The next morning, investigators found two knives, each about 8 inches long, in the lake.

'Heart goes out'

At the time of the attack, Levy was living with his parents, David and Karen Levy, in Eustis, and was unemployed. The Levys told police their son left home about 4 p.m. the night of the attack and thought he was headed to Lake Square Mall to see a movie, according to reports.

David Levy told investigators his son was diagnosed with schizoaffective disorder ­ a mental condition that causes mood swings, psychosis and distortions in sensory perceptions ­ about six years ago after his head injury.

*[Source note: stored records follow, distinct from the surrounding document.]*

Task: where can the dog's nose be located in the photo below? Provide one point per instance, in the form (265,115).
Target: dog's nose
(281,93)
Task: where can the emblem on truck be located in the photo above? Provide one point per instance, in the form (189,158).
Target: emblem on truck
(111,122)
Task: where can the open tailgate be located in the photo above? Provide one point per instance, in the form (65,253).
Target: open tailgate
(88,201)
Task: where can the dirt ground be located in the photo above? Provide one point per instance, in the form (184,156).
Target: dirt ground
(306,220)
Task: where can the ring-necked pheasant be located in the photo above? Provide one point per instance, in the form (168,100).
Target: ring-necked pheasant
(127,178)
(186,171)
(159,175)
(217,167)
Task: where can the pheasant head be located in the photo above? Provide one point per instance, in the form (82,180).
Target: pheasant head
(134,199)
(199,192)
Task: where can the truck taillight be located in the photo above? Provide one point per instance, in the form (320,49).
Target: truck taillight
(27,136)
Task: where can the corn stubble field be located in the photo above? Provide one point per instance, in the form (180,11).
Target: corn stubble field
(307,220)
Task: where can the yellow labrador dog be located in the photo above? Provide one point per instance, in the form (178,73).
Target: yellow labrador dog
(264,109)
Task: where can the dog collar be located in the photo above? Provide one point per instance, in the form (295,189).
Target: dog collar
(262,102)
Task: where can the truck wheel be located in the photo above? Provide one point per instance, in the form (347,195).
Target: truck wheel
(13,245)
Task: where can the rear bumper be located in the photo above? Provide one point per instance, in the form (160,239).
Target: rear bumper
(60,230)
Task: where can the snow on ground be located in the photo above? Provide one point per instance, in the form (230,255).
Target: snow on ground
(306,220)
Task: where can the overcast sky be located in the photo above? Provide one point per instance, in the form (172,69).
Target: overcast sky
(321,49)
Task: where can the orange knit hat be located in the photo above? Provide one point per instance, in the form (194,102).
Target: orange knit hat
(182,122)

He was prescribed Abilify, an antipsychotic, and Wellbutrin, an antidepressant.

Levy was arrested in 2003 on domestic-battery and drug charges. He is now being held in the Lake County Jail without bail and charged with first-degree murder. Authorities await a grand jury's recommendation on a second murder charge.

Levy declined to be interviewed for this report. David and Karen Levy could not be reached for comment.

Graves, Levy's attorney, said that he may use insanity as a defense.

He added that Levy's parents are struggling with their son's arrest and the Heintzens' deaths.

"They tremendously feel for the couple, for the son, and their son," Graves said. "My heart and the Levy family's heart goes out to those folks."

Marx said he hopes people would remember his parents as quiet and generous.

"I really appreciate all the people that went out of their way," he said about the more than a dozen witnesses who helped police. "I want to be able to close this chapter, but it's going to take a long time."